Parman, nama lelaki tua tersebut. Dia seorang tua yang juga buta. Kemana-mana hanya ditemani tongkat yang ukuran panjangnya hampir sama dengan tinggi lelaki tua tersebut. Parman, tidak memiliki keluarga, bahkan dirinya tidak tahu siapa kedua orangtuanya yang menitipkan dirinya di panti asuhan.
Tak berapa jauh kakiku melangkah, aku melihat Pak Tua tersebut duduk di depan sebuah sekolahan Dasar, menjajakan gorengan. Ya, selama ini dirinya bekerja sebagai tukang penjual gorengan.

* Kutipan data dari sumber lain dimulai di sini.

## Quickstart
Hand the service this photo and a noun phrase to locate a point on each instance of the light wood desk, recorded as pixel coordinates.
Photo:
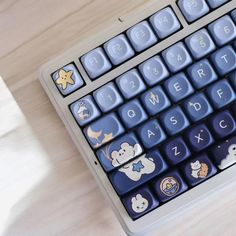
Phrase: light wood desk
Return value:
(45, 186)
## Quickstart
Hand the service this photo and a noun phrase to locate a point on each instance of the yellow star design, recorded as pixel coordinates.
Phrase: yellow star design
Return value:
(65, 78)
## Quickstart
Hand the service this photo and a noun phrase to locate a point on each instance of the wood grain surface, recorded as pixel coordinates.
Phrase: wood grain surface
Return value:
(45, 187)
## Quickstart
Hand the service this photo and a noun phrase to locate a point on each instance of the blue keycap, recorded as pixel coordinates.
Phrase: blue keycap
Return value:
(151, 134)
(198, 169)
(200, 137)
(178, 87)
(103, 130)
(118, 49)
(176, 150)
(140, 202)
(85, 110)
(165, 22)
(200, 44)
(107, 97)
(137, 172)
(224, 60)
(119, 151)
(132, 113)
(198, 107)
(174, 121)
(193, 9)
(141, 36)
(223, 124)
(155, 100)
(221, 93)
(67, 79)
(224, 153)
(169, 186)
(223, 30)
(153, 70)
(176, 57)
(201, 73)
(95, 63)
(130, 83)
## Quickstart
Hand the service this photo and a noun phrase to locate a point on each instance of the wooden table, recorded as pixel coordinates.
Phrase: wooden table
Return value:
(45, 186)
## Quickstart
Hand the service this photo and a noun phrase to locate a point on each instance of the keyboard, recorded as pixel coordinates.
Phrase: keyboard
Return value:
(150, 102)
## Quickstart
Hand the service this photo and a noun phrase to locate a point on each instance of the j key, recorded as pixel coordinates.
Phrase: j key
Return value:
(198, 169)
(199, 137)
(165, 22)
(103, 130)
(119, 151)
(107, 97)
(223, 30)
(221, 93)
(198, 107)
(223, 124)
(140, 202)
(95, 63)
(151, 134)
(177, 57)
(176, 150)
(225, 153)
(137, 172)
(169, 186)
(155, 100)
(193, 9)
(202, 73)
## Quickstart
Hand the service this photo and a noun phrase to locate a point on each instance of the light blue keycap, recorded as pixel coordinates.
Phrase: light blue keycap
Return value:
(85, 110)
(155, 100)
(216, 3)
(198, 107)
(132, 113)
(201, 73)
(153, 70)
(223, 30)
(107, 97)
(103, 130)
(224, 60)
(177, 57)
(151, 134)
(193, 9)
(165, 22)
(178, 87)
(200, 44)
(174, 121)
(130, 83)
(118, 49)
(141, 36)
(95, 63)
(221, 93)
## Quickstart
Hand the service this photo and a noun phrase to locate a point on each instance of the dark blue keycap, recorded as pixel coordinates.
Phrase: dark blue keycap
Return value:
(223, 124)
(170, 186)
(140, 202)
(200, 137)
(198, 107)
(174, 121)
(155, 100)
(224, 60)
(198, 169)
(119, 151)
(224, 154)
(202, 73)
(103, 130)
(151, 134)
(178, 87)
(221, 93)
(176, 150)
(137, 172)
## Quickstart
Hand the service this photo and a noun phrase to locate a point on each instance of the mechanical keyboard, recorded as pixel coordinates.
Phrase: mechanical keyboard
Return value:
(151, 105)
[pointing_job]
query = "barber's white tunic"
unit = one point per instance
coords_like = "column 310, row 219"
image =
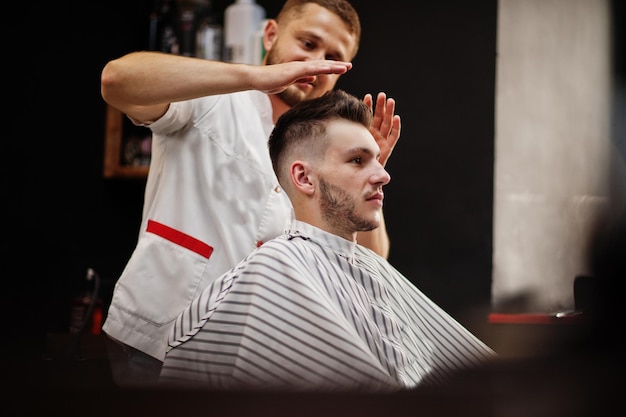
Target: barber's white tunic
column 312, row 311
column 211, row 198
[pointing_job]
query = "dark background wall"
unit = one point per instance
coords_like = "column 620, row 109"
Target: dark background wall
column 437, row 59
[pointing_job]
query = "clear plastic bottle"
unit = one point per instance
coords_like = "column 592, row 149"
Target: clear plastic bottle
column 241, row 22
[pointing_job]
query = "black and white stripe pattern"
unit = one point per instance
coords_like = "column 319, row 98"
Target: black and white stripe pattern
column 312, row 311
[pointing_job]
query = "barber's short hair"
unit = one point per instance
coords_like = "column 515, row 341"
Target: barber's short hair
column 342, row 8
column 303, row 127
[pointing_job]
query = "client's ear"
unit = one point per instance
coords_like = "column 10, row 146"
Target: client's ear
column 302, row 177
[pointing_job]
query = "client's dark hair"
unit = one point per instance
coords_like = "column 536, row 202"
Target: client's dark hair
column 304, row 125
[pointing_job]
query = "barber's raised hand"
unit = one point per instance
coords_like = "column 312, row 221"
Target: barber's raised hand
column 275, row 78
column 386, row 125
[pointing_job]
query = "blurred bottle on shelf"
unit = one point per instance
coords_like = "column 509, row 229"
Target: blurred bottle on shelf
column 86, row 314
column 164, row 33
column 241, row 21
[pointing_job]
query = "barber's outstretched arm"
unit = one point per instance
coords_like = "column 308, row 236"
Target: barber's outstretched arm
column 142, row 84
column 386, row 130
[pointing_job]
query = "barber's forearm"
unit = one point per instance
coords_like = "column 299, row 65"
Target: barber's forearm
column 147, row 79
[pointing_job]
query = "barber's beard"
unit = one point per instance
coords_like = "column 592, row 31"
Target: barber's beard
column 339, row 210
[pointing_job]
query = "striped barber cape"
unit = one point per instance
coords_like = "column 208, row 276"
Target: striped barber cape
column 312, row 311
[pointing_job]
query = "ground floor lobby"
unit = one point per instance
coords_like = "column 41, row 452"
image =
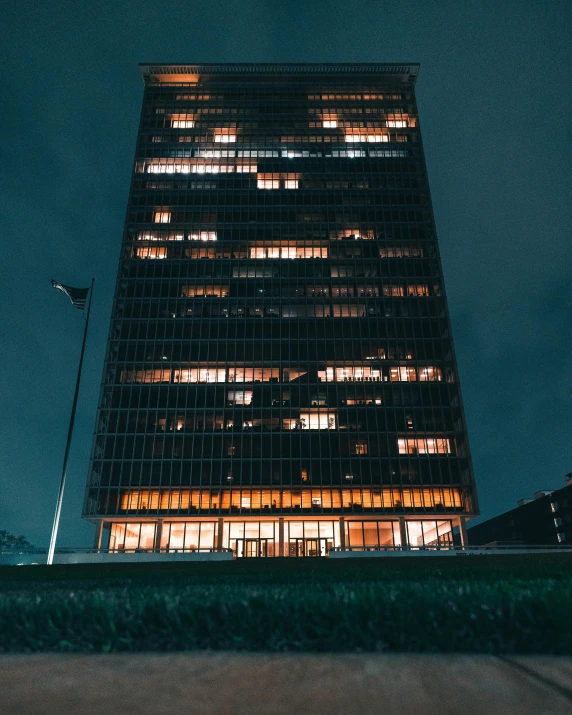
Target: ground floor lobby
column 278, row 537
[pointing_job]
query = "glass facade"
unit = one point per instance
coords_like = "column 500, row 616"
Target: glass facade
column 280, row 376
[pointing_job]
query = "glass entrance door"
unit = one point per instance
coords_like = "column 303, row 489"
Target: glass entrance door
column 309, row 547
column 250, row 548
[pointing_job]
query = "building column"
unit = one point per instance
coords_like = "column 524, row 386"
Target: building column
column 281, row 536
column 342, row 532
column 463, row 532
column 158, row 534
column 403, row 533
column 98, row 535
column 219, row 533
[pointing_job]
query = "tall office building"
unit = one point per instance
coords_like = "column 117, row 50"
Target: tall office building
column 280, row 376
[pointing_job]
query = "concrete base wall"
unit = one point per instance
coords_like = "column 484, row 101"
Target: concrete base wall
column 442, row 552
column 105, row 558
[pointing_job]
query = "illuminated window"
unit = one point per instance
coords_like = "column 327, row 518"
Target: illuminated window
column 268, row 183
column 394, row 291
column 204, row 291
column 403, row 374
column 404, row 252
column 200, row 375
column 162, row 216
column 350, row 374
column 159, row 375
column 424, row 446
column 315, row 420
column 160, row 236
column 203, row 236
column 417, row 290
column 224, row 136
column 182, row 121
column 151, row 252
column 367, row 137
column 430, row 374
column 277, row 181
column 239, row 397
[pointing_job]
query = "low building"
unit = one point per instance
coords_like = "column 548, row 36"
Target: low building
column 544, row 520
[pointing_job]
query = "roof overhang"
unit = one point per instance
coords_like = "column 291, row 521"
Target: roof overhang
column 181, row 73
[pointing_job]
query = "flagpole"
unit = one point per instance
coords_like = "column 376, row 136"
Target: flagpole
column 68, row 443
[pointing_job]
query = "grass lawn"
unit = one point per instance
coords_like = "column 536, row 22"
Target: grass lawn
column 486, row 604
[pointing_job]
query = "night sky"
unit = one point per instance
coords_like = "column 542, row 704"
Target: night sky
column 495, row 106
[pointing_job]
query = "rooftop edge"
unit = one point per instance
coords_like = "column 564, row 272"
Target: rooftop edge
column 176, row 72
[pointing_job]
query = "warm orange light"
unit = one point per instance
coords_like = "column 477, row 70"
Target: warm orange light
column 304, row 498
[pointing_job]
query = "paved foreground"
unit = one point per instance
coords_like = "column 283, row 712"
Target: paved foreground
column 269, row 684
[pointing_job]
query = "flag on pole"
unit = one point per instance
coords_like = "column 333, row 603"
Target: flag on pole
column 76, row 295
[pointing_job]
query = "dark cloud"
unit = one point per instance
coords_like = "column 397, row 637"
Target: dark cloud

Mengambilnya di salah satu warung lalu menjualnya kembali di depan Sekolah Dasar tersebut.
"Siapa namamu Nak?" tanya si Pak Tua ketika ada anak berserahgam putih merah membeli gorengannya.

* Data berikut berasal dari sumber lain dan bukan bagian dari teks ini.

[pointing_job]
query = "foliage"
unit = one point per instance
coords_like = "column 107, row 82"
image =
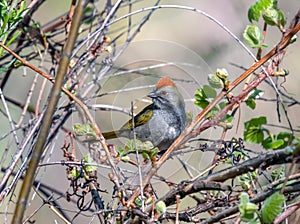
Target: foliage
column 9, row 18
column 255, row 133
column 271, row 209
column 239, row 182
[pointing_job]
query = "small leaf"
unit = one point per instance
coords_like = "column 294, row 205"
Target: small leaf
column 161, row 207
column 88, row 159
column 247, row 208
column 271, row 16
column 209, row 92
column 272, row 207
column 215, row 81
column 257, row 8
column 253, row 132
column 253, row 36
column 251, row 103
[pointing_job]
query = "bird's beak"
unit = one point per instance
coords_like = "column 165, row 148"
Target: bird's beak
column 152, row 94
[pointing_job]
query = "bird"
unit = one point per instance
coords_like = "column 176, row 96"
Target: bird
column 161, row 122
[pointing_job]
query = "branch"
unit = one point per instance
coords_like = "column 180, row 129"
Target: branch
column 195, row 127
column 46, row 124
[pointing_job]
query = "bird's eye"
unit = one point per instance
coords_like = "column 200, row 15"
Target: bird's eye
column 163, row 93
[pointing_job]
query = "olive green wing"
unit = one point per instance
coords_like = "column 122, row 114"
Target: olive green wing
column 141, row 118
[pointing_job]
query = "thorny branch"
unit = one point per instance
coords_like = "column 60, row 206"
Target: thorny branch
column 200, row 124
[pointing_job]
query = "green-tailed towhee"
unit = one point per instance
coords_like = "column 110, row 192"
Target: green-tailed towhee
column 162, row 121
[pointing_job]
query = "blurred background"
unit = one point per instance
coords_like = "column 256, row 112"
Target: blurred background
column 175, row 42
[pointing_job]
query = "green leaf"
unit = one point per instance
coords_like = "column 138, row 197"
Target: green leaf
column 88, row 159
column 253, row 36
column 204, row 96
column 253, row 132
column 257, row 8
column 84, row 129
column 278, row 173
column 271, row 17
column 219, row 79
column 247, row 208
column 279, row 141
column 161, row 207
column 209, row 92
column 272, row 207
column 251, row 103
column 268, row 143
column 254, row 94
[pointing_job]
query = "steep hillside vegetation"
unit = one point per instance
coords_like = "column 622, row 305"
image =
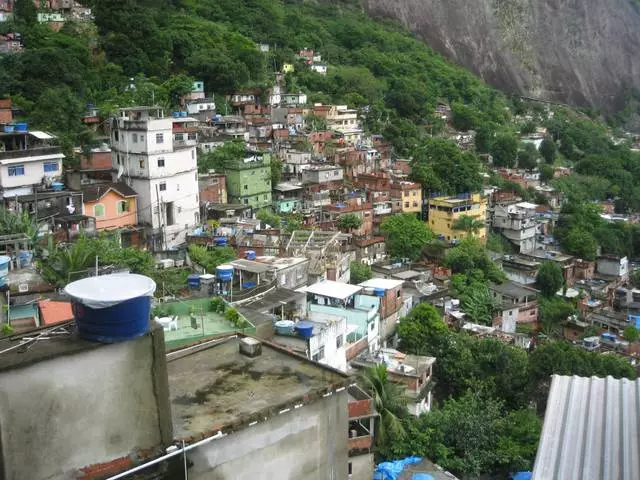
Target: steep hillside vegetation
column 580, row 52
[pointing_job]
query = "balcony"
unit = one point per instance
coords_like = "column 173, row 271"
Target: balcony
column 30, row 152
column 185, row 143
column 360, row 403
column 382, row 210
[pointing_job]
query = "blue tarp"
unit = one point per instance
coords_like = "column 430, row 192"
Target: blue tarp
column 522, row 476
column 421, row 476
column 391, row 470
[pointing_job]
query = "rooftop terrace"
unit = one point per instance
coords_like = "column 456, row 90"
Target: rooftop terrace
column 214, row 387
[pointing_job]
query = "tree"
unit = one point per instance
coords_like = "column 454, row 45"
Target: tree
column 405, row 235
column 496, row 440
column 176, row 87
column 276, row 166
column 471, row 255
column 464, row 117
column 359, row 272
column 348, row 222
column 389, row 401
column 478, row 304
column 631, row 334
column 548, row 150
column 268, row 218
column 546, row 173
column 468, row 224
column 422, row 331
column 562, row 358
column 440, row 166
column 504, row 150
column 580, row 242
column 550, row 278
column 528, row 157
column 222, row 157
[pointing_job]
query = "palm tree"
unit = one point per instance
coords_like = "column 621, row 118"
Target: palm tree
column 389, row 400
column 468, row 224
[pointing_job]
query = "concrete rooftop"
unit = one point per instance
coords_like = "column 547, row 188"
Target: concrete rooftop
column 214, row 387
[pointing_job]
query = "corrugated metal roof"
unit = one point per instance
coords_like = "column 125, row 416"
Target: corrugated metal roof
column 591, row 430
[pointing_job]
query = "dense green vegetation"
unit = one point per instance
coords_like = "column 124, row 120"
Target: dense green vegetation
column 162, row 45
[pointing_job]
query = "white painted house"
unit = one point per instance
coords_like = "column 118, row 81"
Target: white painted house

"Mochamad Ali" kata anak kecil tersebut seraya meletakkan uang seribuan di tangan Pak Tua.
"Wah, namamu seperti nama petinju dunia, kalau boleh Kakek tahu apa cita-citamu?"
"Polisi"
"Semoga Tuhan memudahkanmu mencapai cita-citamu Nak" kata Pak Tua tulus.
Bocah lelaki kecil tersebut mengamini seraya berlari kembali ke kelasnya membawa gorengan pisang untuk sarapannya.
Tak berapa lama muncul seorang anak perempuan kepang dua yang membeli gorengannya. Hal yang sama ditanyakan oleh Pak Tua, si anak perempuan menjawab dengan senyum termanis bahwa dirinya ingin menjadi bidan seperti bibinya. Lalu anak perempuan itu membawa dua buah gorengan ke dalam kelasnya.
===
Hari telah menjelang siang, terik sang matahari masih belum mampu mengusirku dari pandangan Pak Tua itu. Setelah istrirahat sekolah, seluruh gorengannya habis terjual. Dengan menggunakan tongkatnya Pak Tua tersebut membawa nampan jualannya menuju ke salah satu warteg yang tak jauh dari tempatnya berjualan. Seorang wanita paruh baya tersenyum menatapnya. Seraya mempersilakan Pak Tua tersebut duduk, wanita paruh baya tersebut menyiapkan segelas teh manis dan sepiring nasi hangat lauk tahu dan tempe dengan sedikit sambal. Kuikuti langkah Pak Tua yang berakhir di sebuah warung makan.